November 20 - How It Is, Maybe


Wake up to bright sunshine,


but it is not to be for long,


changing impressively,


minute-by-minute until grayness falls once more, appropriately re-perusing


Samuel Beckett's How It Is (1964), pdf'ing Mary Variations: XIV. Minimal Mary, and composing ensuing pages of The Cop and the Anthem and Psalm 80 (54 and 8, finishing latter).  After the daily update of 21st-Century Music, there's more New Years Concert/Party planning and email catch-ups to do, taking a break to play through the Edition Peters volume


John Cage - Works for Piano, Prepared Piano, and Toy Piano - Volume 4 (1933-1952).

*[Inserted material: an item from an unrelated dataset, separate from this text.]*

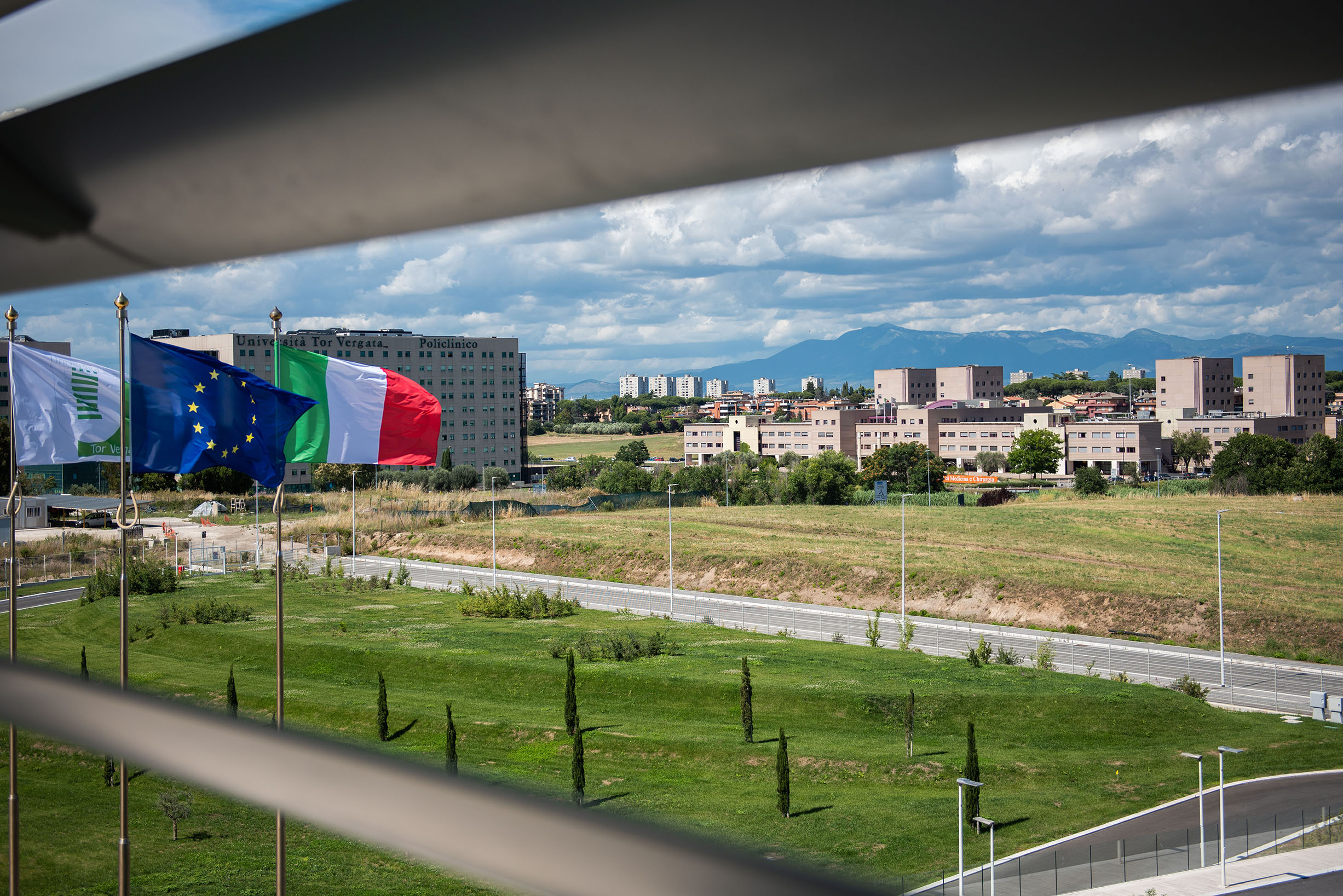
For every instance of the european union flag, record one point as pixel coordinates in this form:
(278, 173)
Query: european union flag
(190, 412)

A later break for supplies


(with the weather clearing up a bit,


again dramatically),


including video replentishment at the library,


yields


Annie Hall (Woody Allen, 1977),


Arsenic and Old Lace (Joseph Kesselring, 1939 / 1944), and  


The Lord of the Rings (Peter Brook, 1963, after the 1954 William Golding novel),


The Man Who Would Be King (Rudyard Kipling, 1888 / 1975),


M.A.S.H. (1970),


Patton (1970)


The Poseidon Adventure (1972),


The Prisoner of Second Avenue (Neil Simon, 1971 / 1975),


Rio Grande (1950),


The Road to Bali (1952),


The Road to Zanzibar (1941),


The Roaring Twenties (1939),


She Wore a Yellow Ribbon (1949),


THX-1138 (1971), and


The Treasure of the Sierra Madre (1949) -- watching the first two with Harriet in the evening, and somehow finishing up a re-reading of


Beckett's Krapp's Last Tape and Other Dramatic Pieces (1957, 1958-1960).


Bette and George call late, and always good to hear from them, but this time sad news as well: Aunt Caroline Stuart (who lived in Swarthmore for many years) has died, all of 96 years old.  But, after several falls and realizing that life at this point would be in the confines of a nursing home (even after she could no longer drive, she souped up a golf cart to tool around her property) she basically took the situation into her own hands (pain was a definite factor), via fasting.  Our thoughts go out to family and friends.